Environment law: EIA and 'end products'

Recent case law may mark a new chapter in EIA law and practice, says Stephen Tromas

Environmental impact assessment (EIA) continues to require fundamental reappraisal of long-held tenets of UK planning law.

Only recently, in R (Save Britain’s Heritage) v Secretary of State for Communities and Local Government ([2011] EWCA Civ 334), the Court of Appeal (CA) held that demolition of a building may be a “project” requiring an EIA.

The decision renders the direction given in 1995 by the secretary of state for the environment that much, if not most, demolition is not “development” as void. In reality, the CA had little alternative but to follow the decision of the European Court of Justice (ECJ) in the case of The Commission v Ireland (Case C-50/09), which was handed down on 3 March 2011.

The ECJ ruled that such works can be a “scheme” or an “intervention in the natural surroundings and landscape” in terms of art. 1.2 of the EIA Directive (85/337/EEC).

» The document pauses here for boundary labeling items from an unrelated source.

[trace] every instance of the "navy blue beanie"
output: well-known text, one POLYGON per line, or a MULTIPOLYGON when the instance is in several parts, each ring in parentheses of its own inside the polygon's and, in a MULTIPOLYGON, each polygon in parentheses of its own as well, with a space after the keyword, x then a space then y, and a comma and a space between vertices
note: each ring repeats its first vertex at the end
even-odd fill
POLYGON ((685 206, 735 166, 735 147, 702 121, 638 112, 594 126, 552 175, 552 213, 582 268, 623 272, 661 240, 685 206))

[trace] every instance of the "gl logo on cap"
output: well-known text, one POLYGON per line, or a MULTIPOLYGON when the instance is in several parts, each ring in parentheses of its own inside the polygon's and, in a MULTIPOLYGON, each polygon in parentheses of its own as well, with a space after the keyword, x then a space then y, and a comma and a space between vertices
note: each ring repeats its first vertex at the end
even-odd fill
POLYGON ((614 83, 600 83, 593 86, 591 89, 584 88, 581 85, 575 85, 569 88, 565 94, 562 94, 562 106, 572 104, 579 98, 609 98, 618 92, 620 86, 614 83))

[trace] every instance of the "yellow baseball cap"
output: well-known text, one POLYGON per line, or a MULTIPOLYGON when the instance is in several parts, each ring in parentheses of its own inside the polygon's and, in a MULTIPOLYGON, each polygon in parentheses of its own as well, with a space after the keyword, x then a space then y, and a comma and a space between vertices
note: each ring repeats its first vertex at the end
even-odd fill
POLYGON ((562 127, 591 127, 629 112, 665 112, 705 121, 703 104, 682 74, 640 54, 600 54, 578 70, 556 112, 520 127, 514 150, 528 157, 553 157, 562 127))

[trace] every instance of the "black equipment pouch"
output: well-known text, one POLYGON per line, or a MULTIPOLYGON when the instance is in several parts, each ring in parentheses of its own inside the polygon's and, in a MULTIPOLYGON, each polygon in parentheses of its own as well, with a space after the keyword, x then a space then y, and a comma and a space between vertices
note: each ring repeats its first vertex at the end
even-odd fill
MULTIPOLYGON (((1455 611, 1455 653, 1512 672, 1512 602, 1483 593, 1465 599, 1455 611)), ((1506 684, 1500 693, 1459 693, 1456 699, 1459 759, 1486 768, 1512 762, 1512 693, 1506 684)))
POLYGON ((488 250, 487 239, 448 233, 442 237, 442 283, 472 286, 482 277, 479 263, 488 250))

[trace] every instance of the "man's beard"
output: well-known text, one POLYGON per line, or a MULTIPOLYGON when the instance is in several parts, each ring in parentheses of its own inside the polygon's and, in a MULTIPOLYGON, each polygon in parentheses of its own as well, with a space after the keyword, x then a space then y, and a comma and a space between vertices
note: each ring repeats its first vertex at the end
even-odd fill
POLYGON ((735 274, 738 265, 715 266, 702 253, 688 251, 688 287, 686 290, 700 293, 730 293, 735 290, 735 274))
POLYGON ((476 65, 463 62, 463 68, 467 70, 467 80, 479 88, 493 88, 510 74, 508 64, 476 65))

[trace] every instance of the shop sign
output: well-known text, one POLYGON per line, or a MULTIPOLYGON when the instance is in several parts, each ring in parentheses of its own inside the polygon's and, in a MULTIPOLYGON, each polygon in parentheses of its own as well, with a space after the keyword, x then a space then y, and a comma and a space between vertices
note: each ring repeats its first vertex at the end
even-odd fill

The case provides a striking textbook example of how EU law makes it necessary to think outside established “boxes” in terms of planning law and policy. Another possible European case, which has yet to make its mark, is Paul Abraham v Région Wallone (Case C-02/07). It concerned a claim for compensation for nuisance for residents living near a former military airport that had been refurbished with improvements enabling it to be used 24-hours a day, 365 days a year.

The case raised a number of points to do with the EIA Directive, which was referred to by the ECJ. One was whether the competent authorities had an obligation to take account of the projected increase in the activity of an airport in determining for screening purposes whether the change to the existing airport must be made subject to an assessment of its impact on the environment.

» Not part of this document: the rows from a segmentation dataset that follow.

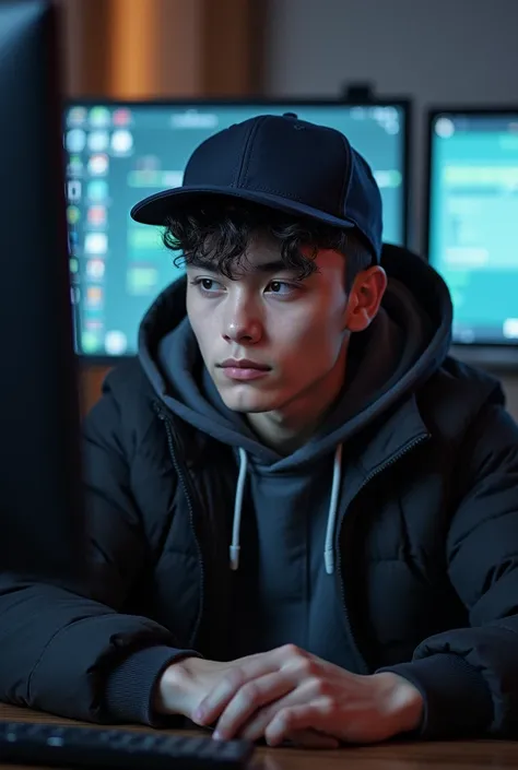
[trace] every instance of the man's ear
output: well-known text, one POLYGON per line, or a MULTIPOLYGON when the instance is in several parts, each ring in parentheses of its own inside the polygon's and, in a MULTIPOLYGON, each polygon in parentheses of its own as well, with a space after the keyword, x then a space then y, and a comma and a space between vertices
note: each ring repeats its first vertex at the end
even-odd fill
POLYGON ((349 293, 345 312, 345 329, 350 332, 363 332, 376 318, 381 299, 387 288, 387 274, 382 268, 375 265, 356 275, 349 293))

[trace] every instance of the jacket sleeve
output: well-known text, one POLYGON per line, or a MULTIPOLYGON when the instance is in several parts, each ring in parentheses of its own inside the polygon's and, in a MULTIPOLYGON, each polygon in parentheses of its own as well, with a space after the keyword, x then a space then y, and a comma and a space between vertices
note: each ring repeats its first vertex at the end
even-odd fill
POLYGON ((128 447, 108 383, 84 427, 87 585, 0 574, 0 700, 94 722, 154 723, 163 668, 187 651, 170 632, 123 614, 146 562, 128 447))
POLYGON ((487 405, 463 445, 461 501, 447 538, 449 577, 470 626, 425 639, 385 668, 425 702, 423 737, 518 738, 518 427, 487 405), (470 481, 468 481, 470 479, 470 481))

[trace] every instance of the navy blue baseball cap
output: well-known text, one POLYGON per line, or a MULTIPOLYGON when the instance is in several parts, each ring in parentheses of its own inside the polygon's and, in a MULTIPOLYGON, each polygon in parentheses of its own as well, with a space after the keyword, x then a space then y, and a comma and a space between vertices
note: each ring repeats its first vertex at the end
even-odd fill
POLYGON ((136 222, 164 225, 175 209, 226 196, 355 228, 381 256, 381 197, 367 162, 332 128, 294 114, 261 115, 202 142, 186 166, 181 187, 157 192, 131 210, 136 222))

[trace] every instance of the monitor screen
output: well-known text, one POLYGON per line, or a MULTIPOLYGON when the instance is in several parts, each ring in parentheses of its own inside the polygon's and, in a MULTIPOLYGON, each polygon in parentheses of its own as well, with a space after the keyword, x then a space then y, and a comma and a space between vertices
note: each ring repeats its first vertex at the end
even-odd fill
POLYGON ((64 147, 79 354, 134 355, 142 316, 183 272, 160 228, 133 222, 131 206, 181 185, 190 154, 212 133, 261 112, 286 111, 339 129, 365 155, 381 190, 385 240, 405 242, 404 103, 71 103, 64 147))
POLYGON ((431 114, 427 251, 454 342, 517 345, 518 109, 431 114))

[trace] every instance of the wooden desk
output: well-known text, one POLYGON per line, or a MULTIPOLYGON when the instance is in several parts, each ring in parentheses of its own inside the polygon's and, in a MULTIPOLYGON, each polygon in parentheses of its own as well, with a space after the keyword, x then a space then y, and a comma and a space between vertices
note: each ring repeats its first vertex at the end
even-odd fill
MULTIPOLYGON (((0 720, 44 724, 82 724, 0 703, 0 720)), ((99 730, 104 727, 99 726, 99 730)), ((129 725, 130 730, 149 727, 129 725)), ((518 766, 518 742, 472 741, 387 744, 339 751, 258 748, 251 770, 499 770, 518 766)), ((0 770, 13 766, 0 765, 0 770)))

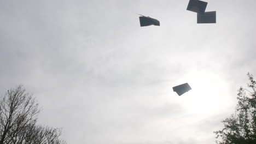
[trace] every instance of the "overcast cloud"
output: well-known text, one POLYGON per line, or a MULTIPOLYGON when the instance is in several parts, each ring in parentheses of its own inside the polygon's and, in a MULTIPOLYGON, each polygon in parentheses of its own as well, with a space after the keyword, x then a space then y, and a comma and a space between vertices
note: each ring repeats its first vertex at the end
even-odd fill
POLYGON ((256 3, 205 1, 216 24, 189 0, 1 0, 0 93, 24 85, 68 143, 214 143, 256 76, 256 3))

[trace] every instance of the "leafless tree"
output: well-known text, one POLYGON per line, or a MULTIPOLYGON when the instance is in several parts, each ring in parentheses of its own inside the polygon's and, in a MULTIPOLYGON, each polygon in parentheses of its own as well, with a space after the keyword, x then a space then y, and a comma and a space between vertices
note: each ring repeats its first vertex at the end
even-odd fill
POLYGON ((0 144, 62 144, 61 129, 36 124, 40 111, 22 86, 0 99, 0 144))

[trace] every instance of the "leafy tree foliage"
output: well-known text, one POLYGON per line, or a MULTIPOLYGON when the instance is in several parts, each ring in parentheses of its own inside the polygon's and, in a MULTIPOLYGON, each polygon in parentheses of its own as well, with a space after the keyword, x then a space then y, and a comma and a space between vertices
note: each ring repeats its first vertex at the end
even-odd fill
POLYGON ((235 113, 222 122, 222 130, 214 131, 218 144, 256 143, 256 82, 252 75, 247 76, 249 90, 240 87, 235 113))
POLYGON ((64 144, 61 130, 37 125, 40 111, 21 86, 0 98, 0 144, 64 144))

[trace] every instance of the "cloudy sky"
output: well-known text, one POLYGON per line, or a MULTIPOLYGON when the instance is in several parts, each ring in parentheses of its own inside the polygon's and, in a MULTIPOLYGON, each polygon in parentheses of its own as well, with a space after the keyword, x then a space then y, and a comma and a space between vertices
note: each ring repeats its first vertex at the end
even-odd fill
POLYGON ((188 1, 0 0, 0 94, 22 84, 68 143, 214 143, 256 75, 256 2, 205 1, 197 24, 188 1))

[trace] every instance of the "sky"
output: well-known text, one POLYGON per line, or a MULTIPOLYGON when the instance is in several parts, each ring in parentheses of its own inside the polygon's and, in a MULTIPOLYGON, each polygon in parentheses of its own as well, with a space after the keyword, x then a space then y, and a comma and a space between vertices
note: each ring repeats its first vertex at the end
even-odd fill
POLYGON ((0 0, 0 95, 23 85, 68 143, 215 143, 256 75, 256 2, 205 1, 197 24, 188 2, 0 0))

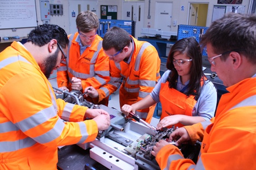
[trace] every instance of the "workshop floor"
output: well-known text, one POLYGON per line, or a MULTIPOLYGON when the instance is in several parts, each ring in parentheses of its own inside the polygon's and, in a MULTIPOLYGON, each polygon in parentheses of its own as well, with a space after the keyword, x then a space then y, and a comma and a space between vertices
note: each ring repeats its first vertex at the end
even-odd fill
MULTIPOLYGON (((50 76, 49 81, 51 83, 51 86, 53 86, 53 87, 57 87, 57 81, 56 78, 56 70, 54 70, 54 73, 51 74, 50 76)), ((120 111, 119 91, 116 91, 111 95, 111 100, 109 101, 108 107, 114 107, 117 109, 118 110, 120 111)), ((154 126, 156 126, 159 122, 159 119, 156 119, 153 117, 152 118, 150 124, 154 126)))

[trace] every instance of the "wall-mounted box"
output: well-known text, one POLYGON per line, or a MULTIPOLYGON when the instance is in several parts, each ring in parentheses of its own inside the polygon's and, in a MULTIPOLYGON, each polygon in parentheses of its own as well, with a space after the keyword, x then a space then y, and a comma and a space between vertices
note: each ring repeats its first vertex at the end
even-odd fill
POLYGON ((51 15, 62 15, 62 4, 50 4, 50 11, 51 15))
POLYGON ((41 20, 50 20, 50 2, 49 0, 40 1, 41 20))

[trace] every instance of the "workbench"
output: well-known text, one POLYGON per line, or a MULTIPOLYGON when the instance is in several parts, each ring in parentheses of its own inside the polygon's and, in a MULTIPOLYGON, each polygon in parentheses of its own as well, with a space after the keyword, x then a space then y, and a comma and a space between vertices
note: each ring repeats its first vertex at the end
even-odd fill
POLYGON ((76 144, 61 148, 58 150, 58 169, 109 169, 90 157, 90 149, 84 150, 76 144))
POLYGON ((176 42, 176 40, 168 39, 147 36, 138 37, 138 40, 147 41, 154 46, 158 52, 158 55, 161 59, 161 61, 164 63, 166 62, 166 48, 167 47, 167 44, 170 44, 172 46, 176 42), (162 61, 162 58, 164 59, 162 61))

The ECJ concluded that there was such an obligation to take account not just of the effect of the actual works but of the effects of the project – the improvement of the airport and its consequent expanded use.

The court said “Directive 85/337 seeks an overall assessment of the environmental impact of projects or of their modification”, adding that: “it would be simplistic and contrary to that approach to take account, when assessing the environmental impact of a project or of its modification, only of the direct effects of the works envisaged themselves, and not of the environmental impact liable to result from the use and exploitation of the end product of those works.”

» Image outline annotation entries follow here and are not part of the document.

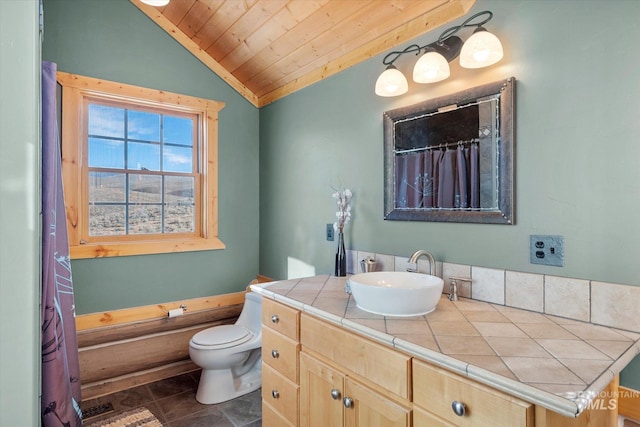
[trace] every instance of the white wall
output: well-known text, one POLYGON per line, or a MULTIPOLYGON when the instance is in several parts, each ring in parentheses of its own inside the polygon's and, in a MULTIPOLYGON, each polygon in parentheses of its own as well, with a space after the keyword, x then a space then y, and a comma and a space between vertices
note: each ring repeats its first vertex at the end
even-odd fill
POLYGON ((37 0, 0 1, 0 426, 40 423, 37 0))

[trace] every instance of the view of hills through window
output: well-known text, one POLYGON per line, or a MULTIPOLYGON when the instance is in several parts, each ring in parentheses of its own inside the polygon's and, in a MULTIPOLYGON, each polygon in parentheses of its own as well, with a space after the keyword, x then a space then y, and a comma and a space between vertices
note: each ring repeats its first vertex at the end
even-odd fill
POLYGON ((195 232, 197 116, 88 111, 89 235, 195 232))

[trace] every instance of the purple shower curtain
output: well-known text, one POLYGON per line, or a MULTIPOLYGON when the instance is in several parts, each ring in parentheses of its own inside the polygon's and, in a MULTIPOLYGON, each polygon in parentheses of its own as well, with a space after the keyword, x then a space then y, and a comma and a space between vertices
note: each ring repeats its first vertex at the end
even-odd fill
POLYGON ((80 369, 62 169, 56 64, 42 63, 42 425, 81 426, 80 369))
POLYGON ((478 145, 396 154, 396 208, 480 208, 478 145))

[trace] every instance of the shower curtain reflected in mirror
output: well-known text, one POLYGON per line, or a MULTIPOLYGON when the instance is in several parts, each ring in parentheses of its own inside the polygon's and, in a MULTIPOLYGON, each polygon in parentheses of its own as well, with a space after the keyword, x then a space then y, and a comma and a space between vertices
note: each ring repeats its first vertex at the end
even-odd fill
POLYGON ((42 396, 44 427, 81 426, 80 369, 56 120, 56 64, 42 63, 42 396))
POLYGON ((396 154, 396 209, 480 208, 478 144, 396 154))

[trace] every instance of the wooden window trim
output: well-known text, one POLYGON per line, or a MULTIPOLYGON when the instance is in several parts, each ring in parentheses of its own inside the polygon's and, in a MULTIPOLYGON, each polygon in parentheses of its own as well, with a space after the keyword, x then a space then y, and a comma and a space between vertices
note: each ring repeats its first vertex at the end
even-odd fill
POLYGON ((57 80, 62 86, 62 179, 71 258, 224 249, 225 245, 218 237, 218 112, 224 108, 224 103, 64 72, 58 72, 57 80), (199 227, 196 227, 200 229, 200 236, 139 236, 117 242, 100 242, 96 241, 95 237, 86 238, 88 175, 86 144, 81 138, 82 126, 86 120, 84 100, 92 96, 133 102, 142 106, 170 108, 197 114, 203 118, 201 152, 206 159, 201 161, 202 179, 199 183, 202 219, 199 227))

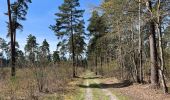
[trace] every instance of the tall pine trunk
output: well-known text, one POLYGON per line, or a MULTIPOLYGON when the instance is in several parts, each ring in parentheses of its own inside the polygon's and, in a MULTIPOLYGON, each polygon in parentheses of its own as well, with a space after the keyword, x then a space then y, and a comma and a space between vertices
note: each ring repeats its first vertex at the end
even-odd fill
POLYGON ((11 38, 11 76, 15 76, 15 48, 14 48, 14 33, 13 33, 13 23, 11 17, 11 5, 10 0, 7 0, 8 5, 8 17, 9 17, 9 30, 11 38))
MULTIPOLYGON (((148 1, 148 6, 150 11, 152 12, 152 2, 150 0, 148 1)), ((151 18, 153 18, 152 13, 151 13, 151 18)), ((151 60, 151 85, 153 87, 158 87, 159 74, 158 74, 158 63, 157 63, 155 23, 153 19, 151 19, 150 22, 149 44, 150 44, 150 60, 151 60)))
POLYGON ((74 48, 74 30, 73 30, 73 18, 72 18, 72 11, 71 11, 71 41, 72 41, 72 64, 73 64, 73 77, 76 77, 76 67, 75 67, 75 48, 74 48))
POLYGON ((160 16, 160 0, 158 0, 158 6, 157 6, 157 32, 158 32, 158 38, 159 38, 159 57, 160 57, 160 68, 159 68, 159 74, 160 74, 160 79, 162 82, 162 87, 163 87, 163 92, 164 94, 168 93, 168 87, 165 82, 165 77, 164 77, 164 55, 163 55, 163 48, 162 48, 162 31, 161 31, 161 16, 160 16))
POLYGON ((140 83, 143 83, 143 65, 142 65, 142 35, 141 35, 141 0, 139 0, 139 72, 140 83))

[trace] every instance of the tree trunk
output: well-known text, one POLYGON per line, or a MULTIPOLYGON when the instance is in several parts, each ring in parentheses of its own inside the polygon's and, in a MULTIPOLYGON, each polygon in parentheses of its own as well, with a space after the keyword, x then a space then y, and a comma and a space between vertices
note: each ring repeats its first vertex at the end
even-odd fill
MULTIPOLYGON (((71 15, 72 15, 72 11, 71 11, 71 15)), ((71 41, 72 41, 72 64, 73 64, 73 77, 76 77, 76 68, 75 68, 75 47, 74 47, 74 30, 73 30, 73 18, 71 16, 71 41)))
MULTIPOLYGON (((152 2, 148 1, 148 8, 152 15, 152 2)), ((159 86, 159 74, 158 74, 158 63, 157 63, 157 48, 156 48, 156 37, 155 37, 155 23, 153 19, 150 22, 150 34, 149 34, 149 44, 150 44, 150 60, 151 60, 151 85, 153 87, 159 86)))
POLYGON ((164 77, 164 57, 163 57, 163 48, 162 48, 162 31, 161 31, 161 17, 160 17, 160 0, 158 0, 158 7, 157 7, 157 32, 158 32, 158 37, 159 37, 159 56, 160 56, 160 79, 162 82, 162 87, 163 87, 163 92, 164 94, 168 93, 168 87, 165 82, 165 77, 164 77))
POLYGON ((158 76, 157 48, 156 48, 154 22, 150 23, 150 28, 151 28, 151 33, 149 36, 149 42, 150 42, 150 59, 151 59, 151 84, 153 86, 158 86, 159 76, 158 76))
POLYGON ((13 23, 11 17, 11 5, 10 0, 7 0, 8 5, 8 17, 9 17, 9 30, 11 38, 11 76, 15 76, 15 49, 14 49, 14 33, 13 33, 13 23))
POLYGON ((140 83, 143 83, 143 65, 142 65, 142 35, 141 35, 141 0, 139 0, 139 69, 140 69, 140 83))
POLYGON ((98 74, 97 73, 97 54, 95 55, 95 66, 96 66, 96 75, 98 74))

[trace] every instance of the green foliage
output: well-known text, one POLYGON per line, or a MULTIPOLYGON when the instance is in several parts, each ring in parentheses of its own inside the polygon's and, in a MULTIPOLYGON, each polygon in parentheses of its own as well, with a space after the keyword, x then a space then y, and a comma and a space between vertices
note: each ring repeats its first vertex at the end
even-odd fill
POLYGON ((35 54, 37 51, 37 42, 36 37, 33 35, 29 35, 27 38, 27 44, 25 45, 25 51, 28 54, 29 60, 31 62, 35 62, 35 54))
POLYGON ((56 36, 62 39, 57 46, 63 57, 68 52, 73 54, 73 48, 77 55, 82 53, 85 48, 84 10, 79 10, 79 6, 79 0, 64 0, 59 7, 60 12, 55 14, 57 16, 56 24, 50 26, 56 36), (81 47, 79 43, 82 44, 81 47))
POLYGON ((60 61, 60 56, 59 56, 59 52, 58 51, 54 51, 54 53, 53 53, 53 61, 54 61, 54 63, 60 61))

The environmental impact of the end product of the works in that case was, of course, noise and disturbance from more intensive airport use. However, the passage emphasised above might be taken as having further implications depending on how far it is pressed.

A new development may produce or market goods or services, the consumption of which has environmental effects. Or it may consume products, the production of which may have environmental effects. This approach finds echoes in the recent planning appeal decision by the secretary of state for communities and local government (CLG) on the former Sevalco site at Avonmouth, which was reported in the environmentalist in March.

The proposal was for a biofuel renewable-energy plant. The CLG secretary invited representations after the close of the inquiry on the source and sustainability of the fuel to be used, including whether that was a material consideration in determining the appeal.

His conclusion was that, while the sustainability and geographical source of a fuel would not be a material consideration for a non-renewable generating station, the sustainability of bioliquid fuels was a material consideration relevant to his decision.

It is interesting to consider how EIA practice might develop if such an approach was more generally adopted outside the rather specialist regime of renewable energy. In principle, such matters are indirect effects and accordingly within the scope of the Directive, but their meaningful assessment may present challenges.

The comment in the Abraham case could potentially be read as limited to the facts of the case, involving as they did works which would change an airport’s use in such a way as to have direct effects. But EU environmental law has a habit of developing in sometimes unexpected, incremental ways, and it would not be the first time a loosely framed comment in a judgment has been picked up and developed into new jurisprudence in later cases.